Product Designer
In 2020, Square experienced a significant increase in phishing scams via email, resulting in millions of dollars lost by Square sellers who were unable to recover their funds.
My Role
At Square, I had the unique opportunity to own parts of the Email Design and UX Writing, requiring me to have a deep understanding of our existing design system and brand guidelines.

I had close collaboration with the UX Writer who oversaw the Risk department, as well as weekly check-ins with fellow Product Designers, UX Researchers, and the Product Design Manager.
Initial Interviews
To better understand the seller experience, we conducted in-depth qualitative interviews with 20 Square sellers who had experienced phishing attempts. I was personally responsible for conducting 6 of these interviews and distilling my notes to our team.

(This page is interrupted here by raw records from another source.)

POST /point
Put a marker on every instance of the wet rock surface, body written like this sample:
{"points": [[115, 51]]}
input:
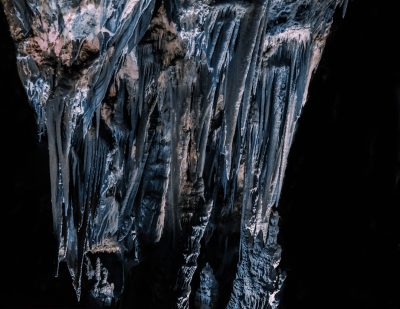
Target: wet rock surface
{"points": [[169, 126]]}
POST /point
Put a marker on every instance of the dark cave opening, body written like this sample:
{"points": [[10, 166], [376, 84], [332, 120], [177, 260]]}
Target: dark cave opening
{"points": [[29, 246], [340, 206]]}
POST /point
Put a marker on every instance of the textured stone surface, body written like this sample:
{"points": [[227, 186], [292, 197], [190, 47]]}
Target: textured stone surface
{"points": [[169, 122]]}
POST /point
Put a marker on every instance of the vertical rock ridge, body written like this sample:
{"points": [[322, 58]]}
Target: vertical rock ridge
{"points": [[162, 124]]}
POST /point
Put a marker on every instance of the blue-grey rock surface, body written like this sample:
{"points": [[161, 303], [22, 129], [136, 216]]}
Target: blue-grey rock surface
{"points": [[169, 125]]}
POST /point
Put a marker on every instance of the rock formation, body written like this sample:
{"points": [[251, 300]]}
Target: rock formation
{"points": [[169, 126]]}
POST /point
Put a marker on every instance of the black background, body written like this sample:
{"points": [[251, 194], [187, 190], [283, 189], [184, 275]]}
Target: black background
{"points": [[340, 208]]}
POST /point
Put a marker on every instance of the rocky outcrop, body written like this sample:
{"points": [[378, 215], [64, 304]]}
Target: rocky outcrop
{"points": [[167, 122]]}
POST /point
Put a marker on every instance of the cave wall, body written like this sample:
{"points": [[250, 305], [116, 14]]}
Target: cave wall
{"points": [[153, 276]]}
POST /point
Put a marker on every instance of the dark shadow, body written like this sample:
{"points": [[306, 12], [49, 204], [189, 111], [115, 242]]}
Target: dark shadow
{"points": [[29, 249], [341, 206]]}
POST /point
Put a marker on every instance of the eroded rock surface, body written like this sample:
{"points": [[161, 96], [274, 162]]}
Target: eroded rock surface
{"points": [[169, 126]]}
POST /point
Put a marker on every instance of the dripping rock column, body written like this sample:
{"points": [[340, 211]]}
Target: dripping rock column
{"points": [[169, 125]]}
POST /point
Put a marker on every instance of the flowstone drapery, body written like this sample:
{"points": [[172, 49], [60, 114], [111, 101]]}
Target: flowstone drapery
{"points": [[169, 125]]}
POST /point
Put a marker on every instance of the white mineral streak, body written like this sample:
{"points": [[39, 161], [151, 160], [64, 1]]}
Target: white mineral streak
{"points": [[163, 123]]}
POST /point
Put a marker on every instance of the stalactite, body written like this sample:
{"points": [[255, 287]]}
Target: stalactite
{"points": [[164, 119]]}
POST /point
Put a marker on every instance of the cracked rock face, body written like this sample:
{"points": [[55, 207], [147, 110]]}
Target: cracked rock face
{"points": [[169, 126]]}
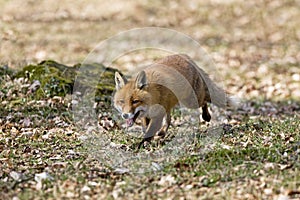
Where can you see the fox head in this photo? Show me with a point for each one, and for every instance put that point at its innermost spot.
(131, 98)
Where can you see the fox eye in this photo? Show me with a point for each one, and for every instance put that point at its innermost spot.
(135, 101)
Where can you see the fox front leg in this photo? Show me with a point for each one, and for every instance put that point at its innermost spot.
(166, 123)
(156, 116)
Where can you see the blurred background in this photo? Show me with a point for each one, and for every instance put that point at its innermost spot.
(254, 44)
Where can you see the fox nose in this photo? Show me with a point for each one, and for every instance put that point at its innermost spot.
(125, 115)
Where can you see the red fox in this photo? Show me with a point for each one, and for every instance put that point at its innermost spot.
(157, 89)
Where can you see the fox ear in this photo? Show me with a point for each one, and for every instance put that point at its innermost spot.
(141, 80)
(120, 81)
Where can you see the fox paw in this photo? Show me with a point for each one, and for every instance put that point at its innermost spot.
(145, 140)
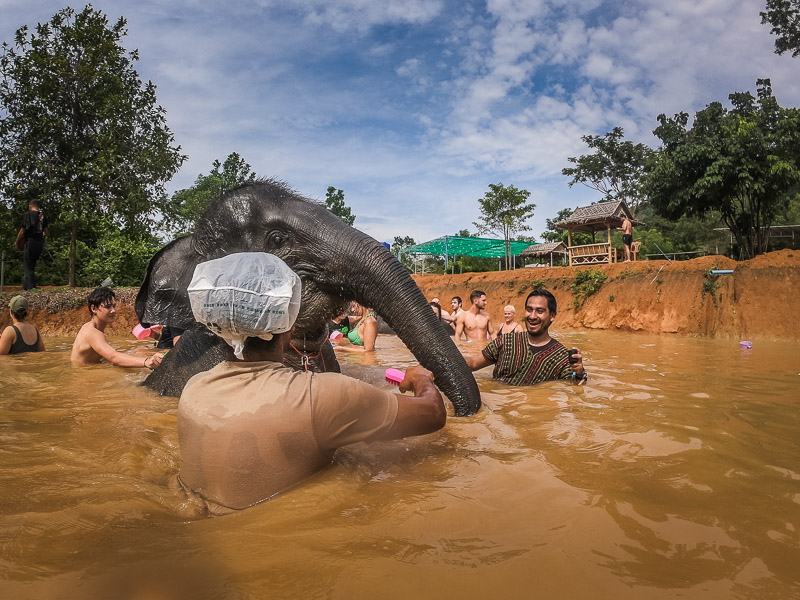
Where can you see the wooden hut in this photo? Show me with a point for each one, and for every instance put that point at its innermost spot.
(603, 216)
(546, 250)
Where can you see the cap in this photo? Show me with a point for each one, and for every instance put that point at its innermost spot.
(247, 294)
(18, 303)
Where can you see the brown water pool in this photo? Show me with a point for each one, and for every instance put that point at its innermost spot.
(675, 473)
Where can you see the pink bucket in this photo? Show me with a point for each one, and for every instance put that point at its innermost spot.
(141, 333)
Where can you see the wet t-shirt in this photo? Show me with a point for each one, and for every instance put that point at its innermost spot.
(252, 429)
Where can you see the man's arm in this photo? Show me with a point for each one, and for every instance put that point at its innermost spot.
(575, 371)
(422, 413)
(459, 325)
(99, 344)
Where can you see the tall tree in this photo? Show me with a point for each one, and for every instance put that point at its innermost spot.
(504, 210)
(553, 233)
(743, 162)
(80, 127)
(784, 16)
(398, 247)
(334, 200)
(616, 168)
(194, 201)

We found that 80% of sellers had difficulty distinguishing legitimate Square emails from scams due to inconsistent branding and design. This insight reinforced the initial signal we received about the need for a standardized email design system.
"It's really hard to tell it's coming from you guys since they [emails] all look different from one another..."
Department-Wide Challenges
Within the seven departments that sent outgoing emails, we found several inconsistencies affecting our brand and ultimately the seller experience. This issue presented a significant risk, and it became clear that addressing the lack of cohesive design was critical in order to protect sellers from falling victim to phishing attacks.

Specifically, the three major design inconsistencies that contributed to the problem were the varying headers, body styles, and footers (as shown below). Internally, we were giving teams too many options to choose from.
A picture of a person doing UX Research
To gain buy-in, we conducted workshops with each department to understand their specific needs and concerns. We then translated their feedback into potential design components that would be reusable across other departments. This ensured a more flexible and scalable solution to the problem, while still meeting the diverse communication needs of the teams.
A picture of a person doing UX ResearchA picture of a person doing UX Research
Email Archetypes
After converging on our findings, we identified five major email archetypes that encompassed over 90% of the styles across the company emails:

1) Lead Driver : Drive sellers to a landing page with the goal of converting them.
2) Instructional : Provide sellers with explicit instructions on how to complete a task.
3) Transactional : Triggered by an action taken by the seller and are used to communicate with them.
4) Letter : Contain information specific to one seller or a small group of sellers, or are sensitive in nature.
5) Operational : Update sellers on the operations of their business, including data and statistics.By identifying these email archetypes, we were able to create a clear framework for designing and organizing all outgoing emails, resulting in a more cohesive and effective approach.
We went through several iterations of the email archetypes and components. Initial designs were tested with a focus group of 15 sellers, resulting in a 40% improvement in their ability to identify legitimate Square emails. Based on this feedback, we refined the designs further, particularly focusing on making the header more prominent and consistent across all email types.
A picture of a person doing UX Research
We created all the necessary designs and components using Figma, and later transferred them to Contenful for faster implementation. The components for each email type are shown below. By consolidating our work into a select few, we were able to streamline the email design process and facilitate easier adoption across the entire company.
Since the launch in November 2021, Square has seen a 12.5% decrease in reported phishing attempts and a 70% reduction in financial losses due to email scams (Data from January 2023). Additionally, our post-implementation survey showed a 90% increase in seller confidence in identifying legitimate Square emails.

By providing a comprehensive set of components, the team was able to streamline the email design process and facilitate easier adoption across the entire company. There were still more opportunities for future explorations that would enhance consistency and communication with sellers.
Other Considerations
Although our new email designs achieved modest results, the next layer of security would be to eliminate any possibility of a CTA altogether. This was a controversial topic of discussion because it would significantly decrease the traffic from emails to our sellers' dashboards. Inversely, it would also decrease the possibility of a phishing scam via CTA to 0%.

Should the email CTAs stay in place, I designed two mocks that would allow us to keep the buttons while maximizing the security to our sellers:
  • Department-Specific Headers: Visual indicators displayed next to the Square logo to indicate the specific department.
  • Seller Pins: Allowing sellers to access their dashboard from their email, but only after entering their unique seller pin number.